For this problem you will implement a reinforcement learning (RL)
agent to navigate the specific wumpus world of Figure 7.2 in Russell and
Norvig. The RL agent will select actions based on the utility of states in
the wumpus world according to the following formula:
U(i) = R(i) + maxa ∑j Maij
U(j)
The state i represents a four-tuple [X,Y,Orient,Gold], where
X,Y (1 ≤ X,Y ≤ 4) is the location of the agent,
Orient ∈ {up, down, left, right} is the orientation of
the agent, and Gold ∈ {no,yes} indicates whether the
agent has the gold. The actions a are one of {goforward,
turnleft, turnright, grab}. The reward R(i) for state i
is equal to -0.05 except for the following 36 terminal states:
R([1,3,_,_]) = -1.0
R([3,3,_,_]) = -1.0
R([3,1,_,_]) = -1.0
R([4,4,_,_]) = -1.0
R([1,1,_,yes]) = 1.0
Maij is the probability of being in state
j after taking action a in state i.

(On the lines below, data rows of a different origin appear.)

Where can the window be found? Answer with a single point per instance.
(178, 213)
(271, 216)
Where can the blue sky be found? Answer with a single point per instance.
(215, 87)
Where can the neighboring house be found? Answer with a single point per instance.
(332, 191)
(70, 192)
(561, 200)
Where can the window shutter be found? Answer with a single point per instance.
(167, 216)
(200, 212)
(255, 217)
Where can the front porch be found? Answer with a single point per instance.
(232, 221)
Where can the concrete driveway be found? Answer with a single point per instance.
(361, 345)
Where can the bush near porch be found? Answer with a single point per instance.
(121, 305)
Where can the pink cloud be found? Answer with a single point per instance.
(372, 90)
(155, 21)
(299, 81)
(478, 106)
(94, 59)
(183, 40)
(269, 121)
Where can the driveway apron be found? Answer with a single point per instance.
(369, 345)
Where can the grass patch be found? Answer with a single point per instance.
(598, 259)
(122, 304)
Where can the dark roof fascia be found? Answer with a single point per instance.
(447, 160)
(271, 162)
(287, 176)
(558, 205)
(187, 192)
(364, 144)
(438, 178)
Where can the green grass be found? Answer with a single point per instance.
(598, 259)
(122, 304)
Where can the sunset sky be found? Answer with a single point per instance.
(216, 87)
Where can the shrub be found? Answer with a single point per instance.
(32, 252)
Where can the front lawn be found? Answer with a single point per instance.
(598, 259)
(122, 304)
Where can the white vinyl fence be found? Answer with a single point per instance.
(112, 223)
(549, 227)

You may assume
the agent's actions always work as expected; therefore,
Maij is always either 0 or 1. For example,
the probability of being in state [1,2,right,no] after executing
goforward in state [1,1,right,no] is 1. The probability of
being in state [1,2,right,no] after executing goforward in
state [1,1,up,no] is 0. Maij = 0 when
i is one of the above terminal states. Specifically,
- Write a method UpdateUtility that makes a single pass over each of the
128 states updating the utility according to the above formula for
U(i). The U(j) values in the formula should all come from
the previous state utilities, not newly computed ones. In other words, you
should not update the current utilities until all of them have been
recomputed. Initially, U(i) = 0 for all states i.

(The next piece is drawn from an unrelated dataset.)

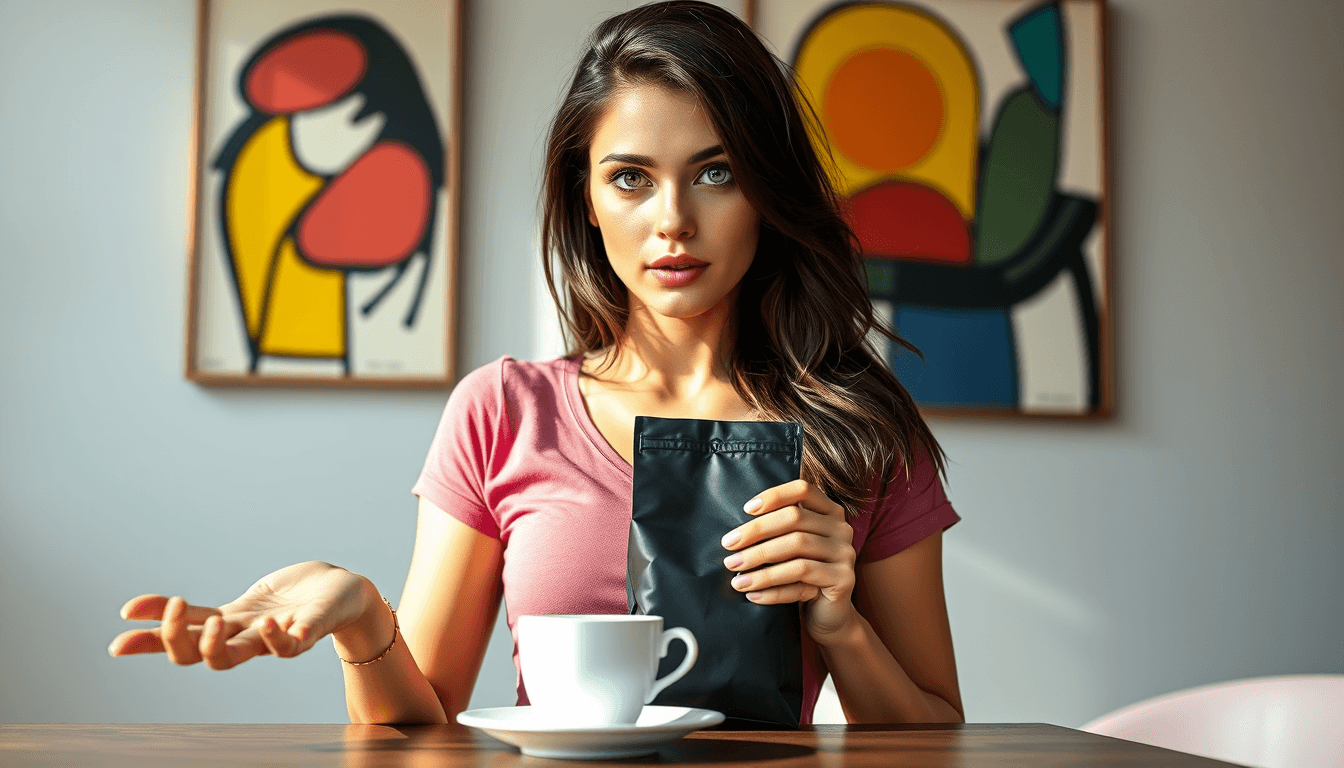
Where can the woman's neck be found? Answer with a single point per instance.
(674, 358)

- Write a method RLagent that uses the current utility values to select
actions and move through the states of the wumpus world from Figure 7.2.
Given that the agent is in state i, the action to choose will be the
one maximizing utility:
action = arg maxa ∑j
Maij U(j)
RLagent should return a sequence of actions for getting from the initial
state [1,1,right,no] to the goal state [1,1,_,yes], or NULL
if the agent is killed or exceeds some upper bound (e.g., 100) on the
number of actions.
- The main procedure of your program should iterate between calling
UpdateUtility and RLagent until the agent successfully gets the gold and
returns to location (1,1) without being killed. Your program should then
output the successful action sequence and the number of iterations.
- Collect your well-documented, object-oriented Java code for the RL
solution along with a log of the run.